Watanabe kann nicht loslassen: Verfilmung des Romans von Murakami Haruki
Toru Watanabe (Matsuyma Keni’chi) lebt in einem Studentenwohnheim in Tokyo. Vor dem Hintergrund der weltweiten Studentenunruhen der späten Sechziger Jahre gerät auch die Gefühlswelt des jungen, introvertierten Studenten durcheinander. Als er seine frühere Freundin Naoko (Kikuchi Rinko) zufällig wieder trifft, holt ihn die Erinnerung an ihre Vergangenheit ein. Der Selbstmord ihres gemeinsamen Freundes Kizuki hat die beiden damals verstört und Naoko niemals losgelassen.

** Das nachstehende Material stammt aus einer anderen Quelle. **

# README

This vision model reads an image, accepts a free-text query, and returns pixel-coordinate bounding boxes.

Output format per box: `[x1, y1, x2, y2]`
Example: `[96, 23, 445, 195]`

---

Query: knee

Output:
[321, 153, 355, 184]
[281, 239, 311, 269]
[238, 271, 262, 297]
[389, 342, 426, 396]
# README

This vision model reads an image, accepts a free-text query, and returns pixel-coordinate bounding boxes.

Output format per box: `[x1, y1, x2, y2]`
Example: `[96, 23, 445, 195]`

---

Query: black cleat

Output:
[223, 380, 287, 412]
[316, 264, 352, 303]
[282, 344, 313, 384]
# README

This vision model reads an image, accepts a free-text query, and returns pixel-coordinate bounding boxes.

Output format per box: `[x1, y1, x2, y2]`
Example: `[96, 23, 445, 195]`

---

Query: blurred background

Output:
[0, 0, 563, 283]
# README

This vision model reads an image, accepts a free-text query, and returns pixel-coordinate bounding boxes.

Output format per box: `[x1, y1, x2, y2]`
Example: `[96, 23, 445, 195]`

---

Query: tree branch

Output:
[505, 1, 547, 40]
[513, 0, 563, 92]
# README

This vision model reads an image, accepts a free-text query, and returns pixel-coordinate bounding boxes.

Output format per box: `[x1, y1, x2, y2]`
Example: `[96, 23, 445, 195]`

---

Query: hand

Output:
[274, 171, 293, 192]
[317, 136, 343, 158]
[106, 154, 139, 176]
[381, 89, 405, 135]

Bei langen Spaziergängen durch die Stadt verspüren beide eine innige Verbundenheit, die am Abend von Naokos 20. Geburtstag in eine Liebesnacht mündet. Unerwartet lässt Naoko danach den verliebten Watanabe zurück, um sich in einer abgelegenen Klinik in den Bergen einer psychologischen Behandlung zu unterziehen. Watanabe besucht sie dort und hält an ihrer Liebe fest, doch Naoko kann sich Watanabe gegenüber nicht mehr öffnen. Als er in Tokyo die aufgeschlossene und lebenslustige Midori (Mizuhara Kiko) trifft, scheint der Moment gekommen, sich zwischen der Vergangenheit und der Gegenwart zu entscheiden. Basierend auf Murakami Harukis gleichnamigem Bestsellerroman, hat der in Frankreich lebende vietnamesische Regisseur Tran Anh Hung (Der Duft der grünen Papaya) mit Naokos Lächeln versucht, die Gefühlswelt seiner Protagonisten in Bilder umzusetzen. Das fast bedingungslose Festhalten Watanabes an der Liebe zu Naoko, seine Loyalität und Beharrlichkeit sind stärker als sein stilles Leiden und stehen in Kontrast zu dem bewegten Studentenleben, das ihn umgibt. Erst Midori mit ihrer charmantdraufgängerischen Art gelingt es, Watanabe aufzurütteln.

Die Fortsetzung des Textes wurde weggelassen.